Static Call Graph Construction in AWS Lambda Serverless Applications
Matthew Obetz, Stacy Patterson, and Ana Milanova, Rensselaer Polytechnic Institute
We present new means for performing static program analysis on serverless programs. We propose a new type of call graph that captures the stateless, event-driven nature of such programs and describe a method for constructing these new extended service call graphs. Next, we survey applications of program analysis that can leverage our extended service call graphs to answer questions about code that executes on a serverless platform. We present findings on the applicability of our techniques to real open source serverless programs. Finally, we close with several open questions about how to best incorporate static analysis in problem solving for developing serverless applications.
Agile Cold Starts for Scalable Serverless
Anup Mohan, Harshad Sane, Kshitij Doshi, Saikrishna Edupuganti, and Naren Nayak, Intel Corporation; Vadim Sukhomlinov, Google Inc.
The Serverless or Function-as-a-Service (FaaS) model capitalizes on lightweight execution by packaging code and dependencies together for just-in-time dispatch. Often a container environment has to be set up afresh– a condition called “cold start", and in such cases, performance suffers and overheads mount, both deteriorating rapidly under high concurrency. Caching and reusing previously employed containers ties up memory and risks information leakage. Latency for cold starts is frequently due to work and wait-times in setting up various dependencies – such as in initializing networking elements. This paper proposes a solution that pre-crafts such resources and then dynamically re-associates them with baseline containers. Applied to networking, this approach demonstrates an order of magnitude gain in cold starts, negligible memory consumption, and flat startup time under rising concurrency.

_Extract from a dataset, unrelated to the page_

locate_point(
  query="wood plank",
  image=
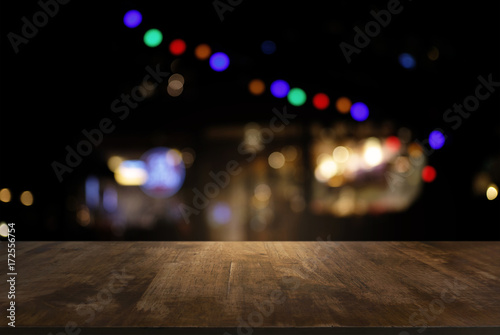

Co-evolving Tracing and Fault Injection with Box of Pain
Daniel Bittman, Ethan L. Miller, and Peter Alvaro, UC Santa Cruz
Distributed systems are hard to reason about largely because of uncertainty about what may go wrong in a particular execution, and about whether the system will mitigate those faults. Tools that perturb executions can help test whether a system is robust to faults, while tools that observe executions can help better understand their system-wide effects. We present Box of Pain, a tracer and fault injector for unmodified distributed systems that addresses both concerns by interposing at the system call level and dynamically reconstructing the partial order of communication events based on causal relationships. Box of Pain’s lightweight approach to tracing and focus on simulating the effects of partial failures on communication rather than the failures themselves sets it apart from other tracing and fault injection systems. We present evidence of the promise of Box of Pain and its approach to lightweight observation and perturbation of distributed systems.